FACS analysis of standard BMSC surface markers demonstrated that both HBF clones (e.g., DD8) and LBF clones (e.g., CF1) exhibited a similar percentage of cells positive for CD63 (100%), CD73 (100%), CD105 (100%), and CD166 (100%). Also, the number of CD146⁺ cells was similar in DD8 (85%) and CF1 (82%) clones (see Supplementary Fig. 1A, B), and both clones exhibited similar gene expression levels of CD146 (see Supplementary Fig. 1C).

Figure 3B, C demonstrates the ex vivo osteoblastic differentiation capacity of the six cell clones as well as the parental hBMSC-TERT cell line. We found a discrepancy between in vivo bone-forming capacity and the ex vivo mineralization assay. The CF1 clone (an LBF clone) and the parental hBMSC-TERT cell lines formed extensive ex vivo mineralized matrix stained by alizarin red, whereas the HBF clones did not exhibit enhanced ex vivo mineralization (see Fig. 3B). Similarly, the CF1 and CB4 clones (both LBF clones) expressed higher levels of ALP activity than all other tested clones (see Fig. 3C).

We also determined the baseline expression levels of the canonical osteoblastic marker genes (CBFA1/Runx2, ALP, Col1, OP, OC, and BSP), as well as the novel molecular markers identified in the microarray data, using real-time PCR in both HBF and LBF clones. At baseline, the expression levels of OC and BSP were very low (threshold value of these markers in real-time PCR assay was > 30). We found no significant positive correlation between the levels of CBRA1/Runx2, ALP, Col1, or OP and the ability to form bone in vivo (Table 3 and Fig. 4). Interestingly, several of the genes identified by the DNA microarray were better predictors of the in vivo bone-forming capacity of BMSCs clones.

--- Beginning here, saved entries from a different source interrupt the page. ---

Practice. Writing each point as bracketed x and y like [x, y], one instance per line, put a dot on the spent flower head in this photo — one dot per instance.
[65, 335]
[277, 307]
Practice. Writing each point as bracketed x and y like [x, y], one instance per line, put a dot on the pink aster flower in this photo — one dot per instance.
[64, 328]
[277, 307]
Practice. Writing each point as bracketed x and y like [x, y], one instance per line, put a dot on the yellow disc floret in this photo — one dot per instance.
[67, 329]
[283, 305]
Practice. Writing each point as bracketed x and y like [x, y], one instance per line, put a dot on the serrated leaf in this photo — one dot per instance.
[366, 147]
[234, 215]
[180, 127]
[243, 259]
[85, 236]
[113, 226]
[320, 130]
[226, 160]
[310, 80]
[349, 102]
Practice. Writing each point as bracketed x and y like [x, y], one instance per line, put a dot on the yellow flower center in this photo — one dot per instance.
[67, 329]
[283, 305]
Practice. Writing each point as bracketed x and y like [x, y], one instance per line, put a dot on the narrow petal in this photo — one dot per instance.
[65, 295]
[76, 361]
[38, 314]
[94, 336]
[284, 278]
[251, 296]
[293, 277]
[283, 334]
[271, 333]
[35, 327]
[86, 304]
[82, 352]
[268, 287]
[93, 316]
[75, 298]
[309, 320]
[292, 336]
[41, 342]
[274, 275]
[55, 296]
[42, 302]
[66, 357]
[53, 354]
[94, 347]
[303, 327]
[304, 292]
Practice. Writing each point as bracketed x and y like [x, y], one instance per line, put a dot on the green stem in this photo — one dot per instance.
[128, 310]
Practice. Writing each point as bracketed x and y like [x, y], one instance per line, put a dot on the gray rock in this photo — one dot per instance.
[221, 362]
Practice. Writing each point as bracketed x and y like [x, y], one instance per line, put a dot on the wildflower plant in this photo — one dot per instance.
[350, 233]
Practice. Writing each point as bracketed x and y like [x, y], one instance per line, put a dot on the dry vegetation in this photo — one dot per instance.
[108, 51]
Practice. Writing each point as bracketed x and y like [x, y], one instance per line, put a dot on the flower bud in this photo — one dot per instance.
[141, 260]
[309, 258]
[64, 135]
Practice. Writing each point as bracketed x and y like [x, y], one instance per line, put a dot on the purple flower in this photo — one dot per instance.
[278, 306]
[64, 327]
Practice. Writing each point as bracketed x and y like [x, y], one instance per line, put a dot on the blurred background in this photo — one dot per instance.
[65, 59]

Baseline gene expressions of DCN, NPR3, CLECB3, and to a lesser degree LOXL4 were significantly higher in HBF clones (DD8, AD10, and BB10) than in LBF clones (CD8, CB4, and CF1) (see Figure 4). Also, the amount of in vivo formed bone exhibited a positive correlation with the expression levels of these genes across different clones (r = 0.92 to 0.98, p < .01) (see Table 3). The immune regulatory genes MX1 and SLAMF7 were significantly higher in LBF clones than in HBF clones, but the negative correlation between the amount of in vivo bone formed and their basal gene expressions across different clones did not reach statistical significant (r = −0.78, p = –.07, r = −0.68, p = 0.13, respectively) (see Table 3).

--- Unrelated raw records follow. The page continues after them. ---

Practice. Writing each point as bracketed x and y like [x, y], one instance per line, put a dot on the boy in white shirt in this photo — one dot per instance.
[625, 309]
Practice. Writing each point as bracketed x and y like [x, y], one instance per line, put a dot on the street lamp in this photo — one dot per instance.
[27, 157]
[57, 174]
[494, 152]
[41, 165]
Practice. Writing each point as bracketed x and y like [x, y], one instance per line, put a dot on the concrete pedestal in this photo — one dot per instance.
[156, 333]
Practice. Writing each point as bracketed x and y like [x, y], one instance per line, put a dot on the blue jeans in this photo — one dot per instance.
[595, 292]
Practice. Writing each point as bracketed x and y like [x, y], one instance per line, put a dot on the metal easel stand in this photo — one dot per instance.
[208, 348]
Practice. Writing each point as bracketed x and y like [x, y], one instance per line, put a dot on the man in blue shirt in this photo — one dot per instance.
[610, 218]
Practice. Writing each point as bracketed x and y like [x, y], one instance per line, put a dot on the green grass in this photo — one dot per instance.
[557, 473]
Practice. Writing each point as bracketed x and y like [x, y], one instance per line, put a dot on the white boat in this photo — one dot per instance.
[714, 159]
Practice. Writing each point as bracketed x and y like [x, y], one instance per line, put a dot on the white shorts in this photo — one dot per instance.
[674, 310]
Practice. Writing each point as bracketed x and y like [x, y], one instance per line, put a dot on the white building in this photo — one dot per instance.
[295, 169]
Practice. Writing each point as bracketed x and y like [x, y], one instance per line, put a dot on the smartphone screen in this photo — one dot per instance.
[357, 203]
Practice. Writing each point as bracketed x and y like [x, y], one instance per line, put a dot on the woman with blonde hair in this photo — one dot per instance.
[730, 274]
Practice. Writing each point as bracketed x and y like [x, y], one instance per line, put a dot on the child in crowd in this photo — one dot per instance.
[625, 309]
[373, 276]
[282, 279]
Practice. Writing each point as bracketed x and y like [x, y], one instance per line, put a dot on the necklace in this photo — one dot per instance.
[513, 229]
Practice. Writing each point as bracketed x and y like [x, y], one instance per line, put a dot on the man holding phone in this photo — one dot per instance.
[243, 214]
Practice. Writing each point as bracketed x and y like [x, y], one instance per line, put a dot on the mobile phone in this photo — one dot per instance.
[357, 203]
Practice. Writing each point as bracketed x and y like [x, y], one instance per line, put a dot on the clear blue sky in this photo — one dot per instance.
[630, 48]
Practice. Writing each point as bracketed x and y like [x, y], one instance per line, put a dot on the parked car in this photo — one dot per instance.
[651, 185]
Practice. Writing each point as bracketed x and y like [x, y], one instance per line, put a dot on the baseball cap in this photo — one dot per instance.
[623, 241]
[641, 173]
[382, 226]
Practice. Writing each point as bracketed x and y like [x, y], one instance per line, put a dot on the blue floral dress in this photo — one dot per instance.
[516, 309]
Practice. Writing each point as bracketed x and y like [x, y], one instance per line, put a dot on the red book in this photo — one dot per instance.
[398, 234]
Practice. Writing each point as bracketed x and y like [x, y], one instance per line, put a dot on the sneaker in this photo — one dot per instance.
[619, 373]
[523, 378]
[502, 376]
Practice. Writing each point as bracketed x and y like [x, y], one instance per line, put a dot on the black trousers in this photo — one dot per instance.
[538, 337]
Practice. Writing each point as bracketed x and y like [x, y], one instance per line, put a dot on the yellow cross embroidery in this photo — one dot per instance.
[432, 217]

In order to test the ability of the novel molecular markers to prospectively identify the bone-forming clones, we further screened 10 independent hBMSC-TERT clones and identified three clones that exhibited high expression levels of Elastin, DCN, LOXL4, NPR3, and CLEC3B and only one clones that exhibited a high expression of the immune response genes MX1 and SLAMF7 with concomitant low expression of levels of Elastin, DCN, LOXL4, NPR3, and CLEC3B. These clones were tested for their bone-forming capacity by transplantation in vivo. The relationship between the expression levels of these markers and the in vivo bone formed is shown in Supplementary Fig. 1D. As expected, the clones that expressed high levels of Elastin, DCN, LOXL4, NPR3, and CLEC3B formed more bone in vivo than the clone that exhibited a high expression of the immune response genes MX1 and SLAMF7 (see Supplementary Fig. 1E).